The Derby is possibly the most versatile of all shoe styles, bridging the gap between smart and smart casual wear with ease, whilst also lending itself to numerous different variations of styles. For the more technical, a Derby is a boot or shoe with the eyelet tabs stitched on top of the vamp.
During the Napoleonic wars, fashion generally assumed an air of militarian inspiration. Boots or Derby boots, which had only been worn by soldiers for half a century or more, once again came into fashionable prominence. Although there are many theories as to why the Derby style was developed, we can be sure that one of the first articles the Derby style received was in 1872, by St Crispin's, which noted;
The Derby or new tie shoe. Better than the Oxonian as the seam is not near the tender part of the foot. Especially good in Summer, allows the foot to swell.

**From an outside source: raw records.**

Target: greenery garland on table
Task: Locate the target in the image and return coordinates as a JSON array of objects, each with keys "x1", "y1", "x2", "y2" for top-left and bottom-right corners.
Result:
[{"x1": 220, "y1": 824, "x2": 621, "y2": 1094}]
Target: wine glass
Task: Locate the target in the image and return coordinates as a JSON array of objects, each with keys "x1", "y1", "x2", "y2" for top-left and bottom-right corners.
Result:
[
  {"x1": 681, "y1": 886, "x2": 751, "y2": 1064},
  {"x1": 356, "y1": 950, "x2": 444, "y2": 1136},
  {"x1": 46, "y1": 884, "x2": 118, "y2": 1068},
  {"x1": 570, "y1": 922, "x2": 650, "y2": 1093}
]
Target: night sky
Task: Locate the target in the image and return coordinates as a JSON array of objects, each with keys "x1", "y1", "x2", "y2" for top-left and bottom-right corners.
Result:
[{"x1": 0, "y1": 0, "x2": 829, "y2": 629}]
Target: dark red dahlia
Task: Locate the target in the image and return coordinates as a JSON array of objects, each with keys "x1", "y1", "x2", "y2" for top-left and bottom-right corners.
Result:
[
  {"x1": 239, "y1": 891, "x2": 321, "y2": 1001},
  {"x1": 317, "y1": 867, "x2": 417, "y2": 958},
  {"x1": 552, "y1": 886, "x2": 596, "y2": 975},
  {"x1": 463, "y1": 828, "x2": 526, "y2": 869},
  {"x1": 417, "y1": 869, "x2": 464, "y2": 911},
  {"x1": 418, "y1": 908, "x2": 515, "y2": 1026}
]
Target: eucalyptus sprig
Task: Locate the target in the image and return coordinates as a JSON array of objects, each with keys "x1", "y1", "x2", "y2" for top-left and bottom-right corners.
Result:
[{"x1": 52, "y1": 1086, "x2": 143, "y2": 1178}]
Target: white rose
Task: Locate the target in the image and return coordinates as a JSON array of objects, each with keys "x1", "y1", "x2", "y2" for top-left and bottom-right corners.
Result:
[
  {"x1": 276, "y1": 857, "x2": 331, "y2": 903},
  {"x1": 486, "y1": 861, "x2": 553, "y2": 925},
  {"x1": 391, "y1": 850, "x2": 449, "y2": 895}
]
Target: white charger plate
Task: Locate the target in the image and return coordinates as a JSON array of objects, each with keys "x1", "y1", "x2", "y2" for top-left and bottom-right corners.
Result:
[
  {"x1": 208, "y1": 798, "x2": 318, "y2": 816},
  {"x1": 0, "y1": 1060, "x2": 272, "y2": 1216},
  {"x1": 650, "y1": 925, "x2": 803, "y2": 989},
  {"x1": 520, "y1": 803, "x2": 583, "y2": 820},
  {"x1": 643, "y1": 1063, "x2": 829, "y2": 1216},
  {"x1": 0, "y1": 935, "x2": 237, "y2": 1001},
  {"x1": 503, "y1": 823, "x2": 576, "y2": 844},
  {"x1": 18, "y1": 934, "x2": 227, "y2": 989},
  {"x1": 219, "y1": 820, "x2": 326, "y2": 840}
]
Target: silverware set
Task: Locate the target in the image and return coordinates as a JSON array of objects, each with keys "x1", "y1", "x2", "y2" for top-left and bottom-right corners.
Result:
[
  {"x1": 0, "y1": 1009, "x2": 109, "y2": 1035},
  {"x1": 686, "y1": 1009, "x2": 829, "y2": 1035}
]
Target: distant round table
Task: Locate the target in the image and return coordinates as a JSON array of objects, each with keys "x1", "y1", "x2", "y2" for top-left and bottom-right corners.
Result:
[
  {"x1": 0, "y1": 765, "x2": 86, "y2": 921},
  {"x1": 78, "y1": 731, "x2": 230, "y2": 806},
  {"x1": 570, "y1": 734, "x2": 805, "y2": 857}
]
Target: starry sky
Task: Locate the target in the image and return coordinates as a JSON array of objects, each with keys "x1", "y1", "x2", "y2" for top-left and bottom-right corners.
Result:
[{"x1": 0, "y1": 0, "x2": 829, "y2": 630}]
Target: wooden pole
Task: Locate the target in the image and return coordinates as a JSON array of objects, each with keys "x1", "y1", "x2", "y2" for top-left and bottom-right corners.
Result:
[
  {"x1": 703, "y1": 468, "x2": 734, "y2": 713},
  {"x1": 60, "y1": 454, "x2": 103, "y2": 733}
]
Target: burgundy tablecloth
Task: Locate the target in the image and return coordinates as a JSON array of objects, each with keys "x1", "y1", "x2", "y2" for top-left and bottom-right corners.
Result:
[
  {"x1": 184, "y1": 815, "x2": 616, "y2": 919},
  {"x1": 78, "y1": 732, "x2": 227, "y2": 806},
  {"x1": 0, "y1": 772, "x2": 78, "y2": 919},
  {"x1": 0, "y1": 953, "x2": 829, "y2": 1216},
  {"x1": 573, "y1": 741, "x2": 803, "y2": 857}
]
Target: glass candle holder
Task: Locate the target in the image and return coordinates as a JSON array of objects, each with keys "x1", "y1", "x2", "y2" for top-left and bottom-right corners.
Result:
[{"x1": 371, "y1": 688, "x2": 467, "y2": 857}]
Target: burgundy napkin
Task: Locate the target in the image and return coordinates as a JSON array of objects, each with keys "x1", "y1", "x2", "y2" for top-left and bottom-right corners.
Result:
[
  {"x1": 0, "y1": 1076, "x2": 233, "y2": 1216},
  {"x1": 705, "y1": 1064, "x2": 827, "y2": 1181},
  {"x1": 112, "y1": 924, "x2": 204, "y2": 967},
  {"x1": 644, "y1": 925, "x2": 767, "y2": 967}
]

This is clearly referring to the generous fitting qualities of a Derby, which still appeals to Crockett & Jones customers old and new.
Although we have found mentions of Crockett & Jones Derby's dating back over a century, a favourite was pictured in St Crispin’s, (Saint Crispin is the patron saint of cobblers, tanners and leather workers!) describing the style as a ‘light brown suede, monk tie (the contemporary description) by Crockett & Jones, Northampton. Round toe, 1-inch stacked heel, two pairs of eyelets' adding that this particular Derby was ‘rather daring fashion’.
Past the ‘daring fashion’ status, Crockett & Jones have gone on to produce an array of classic Derby styles in a number of high quality leathers that have adorned the wardrobes of customers for year upon year.